La méfiance mutuelle entre Téhéran et Riyad complique également la mise en œuvre d’une coopération durable. Les dirigeants saoudiens restent préoccupés par le programme nucléaire iranien, tandis que l’Iran accuse Riyad de financer des groupes hostiles dans des zones d’influence chiite.
Implications pour le Liban et la Syrie
Le Liban, où le Hezbollah joue un rôle central, pourrait être indirectement affecté par ce rapprochement. Soutenu par l’Iran, le Hezbollah pourrait voir sa position évoluer si Téhéran décide de réduire son soutien militaire en faveur de la coopération économique avec Riyad.
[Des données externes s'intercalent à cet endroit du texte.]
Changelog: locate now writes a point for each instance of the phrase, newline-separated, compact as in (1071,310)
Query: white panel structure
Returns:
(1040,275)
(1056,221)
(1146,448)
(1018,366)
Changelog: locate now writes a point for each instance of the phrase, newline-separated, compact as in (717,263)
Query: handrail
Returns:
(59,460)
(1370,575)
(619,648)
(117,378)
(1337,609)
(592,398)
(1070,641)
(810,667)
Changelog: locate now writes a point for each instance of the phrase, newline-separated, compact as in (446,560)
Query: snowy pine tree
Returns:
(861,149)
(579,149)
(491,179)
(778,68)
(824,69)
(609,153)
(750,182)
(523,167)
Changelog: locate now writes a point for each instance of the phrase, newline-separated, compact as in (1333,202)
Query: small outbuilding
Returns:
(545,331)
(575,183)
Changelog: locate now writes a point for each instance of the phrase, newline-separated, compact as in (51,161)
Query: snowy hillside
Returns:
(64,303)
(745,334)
En Syrie, où l’Iran et l’Arabie saoudite soutiennent des camps opposés, un apaisement des tensions pourrait accélérer les efforts de reconstruction. Des discussions sur la réintégration de la Syrie dans la Ligue arabe, favorisées par Riyad, pourraient également être facilitées par cet accord.
Opportunités économiques : pétrole et commerce
Le rapprochement irano-saoudien offre également des opportunités économiques. L’Iran, isolé par des sanctions internationales, pourrait bénéficier d’un soutien saoudien pour intégrer à nouveau le marché pétrolier mondial. De son côté, Riyad pourrait diversifier ses alliances économiques et renforcer sa position en tant que leader régional.
Le cadre économique de cet accord inclut potentiellement des projets d’infrastructure régionaux, tels que des pipelines reliant les deux pays ou des corridors commerciaux traversant le Golfe. Ces initiatives pourraient non seulement renforcer la coopération bilatérale, mais aussi favoriser le développement économique de la région.
Perspectives à moyen terme
Si cet accord marque une étape importante, sa pérennité dépendra de plusieurs facteurs, notamment la capacité des deux pays à gérer leurs différends de manière constructive. La pression internationale, en particulier des États-Unis, pourrait également jouer un rôle en influençant les engagements de Riyad et de Téhéran.
À moyen terme, le succès de cet accord pourrait inspirer d’autres initiatives de dialogue dans la région, contribuant à une stabilité plus large. Toutefois, un échec aurait l’effet inverse, renforçant les divisions et aggravant les tensions existantes.